Visually select ranges on trajectory plots
Preserve original data in overlay layer
Rapidly fill sparse annotations with optical flow

Architecture: Building on datanavigator

DUSTrack is built on top of the datanavigator package, which provides the foundational video browsing and annotation framework – specifically datanavigator.VideoBrowser, the asset-manager + button-row + state-variable widgets, and the events / _qt scaffolding. Understanding this relationship helps when extending DUSTrack or troubleshooting issues. More importantly, to develop a better understanding of design concepts in DUSTrack’s user interface, you need to dig into the datanavigator package.

Inheritance Hierarchy

datanavigator.VideoBrowser           # Foundational video-browsing GUI
    └── dustrack.DUSTrack            # Public: point-annotation primitives
                                     # + DLC workflow + UI (single class)
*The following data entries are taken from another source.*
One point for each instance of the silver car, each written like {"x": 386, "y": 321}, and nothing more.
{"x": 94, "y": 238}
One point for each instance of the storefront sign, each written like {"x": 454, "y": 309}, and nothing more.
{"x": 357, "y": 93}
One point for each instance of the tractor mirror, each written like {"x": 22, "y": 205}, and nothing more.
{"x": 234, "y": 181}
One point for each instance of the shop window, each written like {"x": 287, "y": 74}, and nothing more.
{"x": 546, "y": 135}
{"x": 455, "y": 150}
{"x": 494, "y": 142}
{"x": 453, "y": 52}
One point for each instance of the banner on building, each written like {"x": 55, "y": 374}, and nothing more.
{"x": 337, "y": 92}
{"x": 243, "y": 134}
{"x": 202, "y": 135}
dustrack.VideoAnnotation             # Annotation data container; ships with
                                     # the LK-RSTC postprocess hook attached
                                     # at import time

Since DUSTrack inherits from datanavigator:

All datanavigator keyboard shortcuts work in DUSTrack
datanavigator documentation applies to basic operations

Note: the point-annotation UI primitives (formerly datanavigator.VideoPointAnnotator) relocated to dustrack in 1.2.0a1 as the internal _DUSTrackBase parent class. The 1.2.0rc1 refactor collapsed _DUSTrackBase into dustrack.DUSTrack (a single class is easier to navigate, and the parent/child split was no longer load-bearing). Headless / mpl-only constructions (the test suite, scripted render paths) pass fast_render=False to opt out of the Qt image pane.